In seawater thermal desalination such as multi-stage flash (MSF), multi-effect (ME) and the like, only about one gallon of distillate may be actually recovered from ten gallons of a total seawater feed stream. The primarily reason for at least this wasteful usage and pumping of seawater is scale forming compounds. The scale is essentially a mixture of magnesium hydroxide, calcium carbonate, and the hydrates of calcium sulfate (gypsum, anhydrite, and hemihydrate). Magnesium hydroxide and calcium carbonate are alkaline compounds, which are formed as a result of the release of carbon dioxide from seawater. The scale formation of the hydrates of calcium sulfate is controlled by their limited aqueous solubilities, wherein the solubilities of anhydrite and hemihydrate plummet with increasing temperatures.

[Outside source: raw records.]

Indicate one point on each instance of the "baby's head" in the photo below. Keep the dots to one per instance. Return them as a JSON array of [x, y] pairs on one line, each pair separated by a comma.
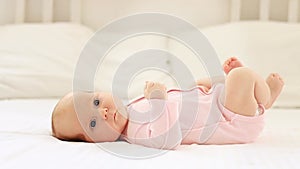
[[91, 117]]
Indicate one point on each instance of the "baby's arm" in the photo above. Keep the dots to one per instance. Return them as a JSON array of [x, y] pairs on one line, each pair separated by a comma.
[[154, 90]]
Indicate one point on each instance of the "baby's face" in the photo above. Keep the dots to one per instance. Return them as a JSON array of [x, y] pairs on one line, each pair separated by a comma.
[[92, 117]]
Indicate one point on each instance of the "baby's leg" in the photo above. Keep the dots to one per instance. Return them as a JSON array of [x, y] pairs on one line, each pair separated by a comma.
[[244, 90]]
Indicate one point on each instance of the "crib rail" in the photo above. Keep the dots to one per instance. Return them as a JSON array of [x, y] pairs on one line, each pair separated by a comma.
[[264, 10], [47, 11]]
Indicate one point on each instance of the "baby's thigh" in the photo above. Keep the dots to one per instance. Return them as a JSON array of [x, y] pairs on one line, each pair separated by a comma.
[[239, 92]]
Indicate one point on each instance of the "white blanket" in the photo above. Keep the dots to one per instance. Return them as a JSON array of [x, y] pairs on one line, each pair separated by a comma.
[[26, 142]]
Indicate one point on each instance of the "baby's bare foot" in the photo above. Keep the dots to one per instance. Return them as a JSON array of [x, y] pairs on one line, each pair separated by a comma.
[[275, 83], [230, 64]]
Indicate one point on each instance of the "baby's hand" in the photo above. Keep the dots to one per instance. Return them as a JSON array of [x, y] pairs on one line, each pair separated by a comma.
[[154, 90]]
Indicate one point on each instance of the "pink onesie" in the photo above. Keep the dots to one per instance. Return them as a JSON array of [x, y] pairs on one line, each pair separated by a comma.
[[187, 117]]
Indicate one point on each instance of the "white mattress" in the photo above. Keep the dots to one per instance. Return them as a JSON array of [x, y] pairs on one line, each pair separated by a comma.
[[25, 142]]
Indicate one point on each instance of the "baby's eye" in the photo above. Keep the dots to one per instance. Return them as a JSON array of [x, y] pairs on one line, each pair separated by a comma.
[[96, 102], [93, 123]]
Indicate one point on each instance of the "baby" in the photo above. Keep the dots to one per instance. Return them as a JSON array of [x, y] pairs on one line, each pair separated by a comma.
[[227, 113]]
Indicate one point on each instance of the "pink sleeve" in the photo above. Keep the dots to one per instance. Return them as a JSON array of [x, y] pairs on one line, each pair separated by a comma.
[[162, 131]]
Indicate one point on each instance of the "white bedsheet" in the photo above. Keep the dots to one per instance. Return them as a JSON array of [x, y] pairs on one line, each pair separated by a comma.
[[25, 142]]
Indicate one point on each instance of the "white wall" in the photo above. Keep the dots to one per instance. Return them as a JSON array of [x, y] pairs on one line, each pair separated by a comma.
[[198, 12], [97, 13]]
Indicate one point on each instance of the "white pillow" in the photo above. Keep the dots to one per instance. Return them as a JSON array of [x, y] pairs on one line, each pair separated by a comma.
[[265, 47], [38, 60]]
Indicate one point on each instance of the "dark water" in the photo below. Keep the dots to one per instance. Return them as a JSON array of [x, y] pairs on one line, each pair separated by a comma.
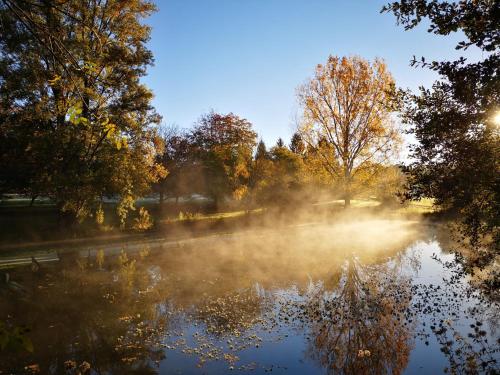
[[373, 297]]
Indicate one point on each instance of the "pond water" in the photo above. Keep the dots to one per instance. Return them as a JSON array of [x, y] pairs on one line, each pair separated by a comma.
[[371, 297]]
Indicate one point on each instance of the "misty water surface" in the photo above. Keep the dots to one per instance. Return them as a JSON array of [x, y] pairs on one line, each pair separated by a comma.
[[370, 297]]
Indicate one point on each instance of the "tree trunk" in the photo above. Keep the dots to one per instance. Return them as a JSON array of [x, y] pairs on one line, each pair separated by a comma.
[[347, 201], [347, 188]]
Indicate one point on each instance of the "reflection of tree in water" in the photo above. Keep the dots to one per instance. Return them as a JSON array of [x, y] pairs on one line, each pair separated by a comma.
[[230, 313], [80, 313], [360, 327]]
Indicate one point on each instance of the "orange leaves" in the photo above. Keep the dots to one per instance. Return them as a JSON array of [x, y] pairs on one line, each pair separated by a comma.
[[347, 104]]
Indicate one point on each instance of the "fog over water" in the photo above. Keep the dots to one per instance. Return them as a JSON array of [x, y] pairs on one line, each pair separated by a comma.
[[360, 295]]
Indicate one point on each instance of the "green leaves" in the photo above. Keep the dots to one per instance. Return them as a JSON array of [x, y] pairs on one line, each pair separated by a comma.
[[14, 338], [74, 116]]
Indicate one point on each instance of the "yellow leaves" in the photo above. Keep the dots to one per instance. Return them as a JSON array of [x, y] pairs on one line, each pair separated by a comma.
[[54, 80], [112, 134], [240, 192], [74, 116]]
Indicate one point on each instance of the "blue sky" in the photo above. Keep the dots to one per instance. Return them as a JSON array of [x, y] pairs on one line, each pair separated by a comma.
[[248, 56]]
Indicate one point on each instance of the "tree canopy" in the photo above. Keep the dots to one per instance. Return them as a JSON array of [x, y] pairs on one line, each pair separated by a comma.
[[347, 105], [76, 122]]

The theme of operating thermal desalination methods is essentially based on pre-heating and de-aerating a water source to partially control alkaline scale, dosing a scale inhibitor, and restricting the top brine temperature (e.g., 65-110° C.) and brine concentration factor (e.g., 1.2-1.6) to mainly avoid conditions under which the solubility limits calcium sulfate hydrates are exceeded.
The point is clear; the dilemma in the desalination field, as disclosed in my patent application Ser. No. 16/501,510 and summarized in FIG. 1, is fully pronounced in disadvantageously operating multiple independent MSF trains in a desalination plant (system) as well as multiple independent MED trains in a desalination plant. The dilemma may also extend to disadvantageously impractical combining of MED-MED concept in an independent train, or combining MSF-MED concepts in an independent train.
As used herein, the convenient practice throughout the entire history of the desalination field is that a desalination plant comprises a plurality of independent trains, wherein each train is operated independently by having its own steam supply, a seawater feed stream, a distillate stream, a reject brine stream, a reject cooling seawater stream, a heat rejection section or a heat rejection condenser, and a re-circulated (recycle) brine stream within each independent train[e.g., when applicable as in a recycle brine MSF (RB-MSF) train in a desalination plant]. For example, if a conventional desalination plant comprised eight RB-MSF trains, then each of the trains in the plant would be operated independently.
The dilemma as summarized in FIG. 1, wherein its ascendancy rests squarely on alkaline and sulfate scale issues, is that by ignoring these scale issues, the solution of one problem has, in turn, created several new ones. By preconceiving the illusion of the “impossible” (scale issues are not solvable), the desalination field has been dramatically limiting the “possible” (scale issues are inevitable, wherein they are tolerable within a pre-set limit, thereby solvable only within desalination methods themselves), all solutions begin and end in a locked in circle within this perceived “possible”; thereby failing to see the distorted perception of the “impossible”. When the preconceived “impossible” and perceived “possible” are bordered, however improbable, the perceived “possible” becomes the specialized thinking, whereby it becomes more difficult to deviate from it, nor to generate creative ideas within it, nor even obvious ones. However, scale issues can neither be solved by desalination methods alone, nor desalination methods can be a fortiori pretend to scale issues, nor the desalination field can hold indefinitely the same operating theme as contrived in the 1950s.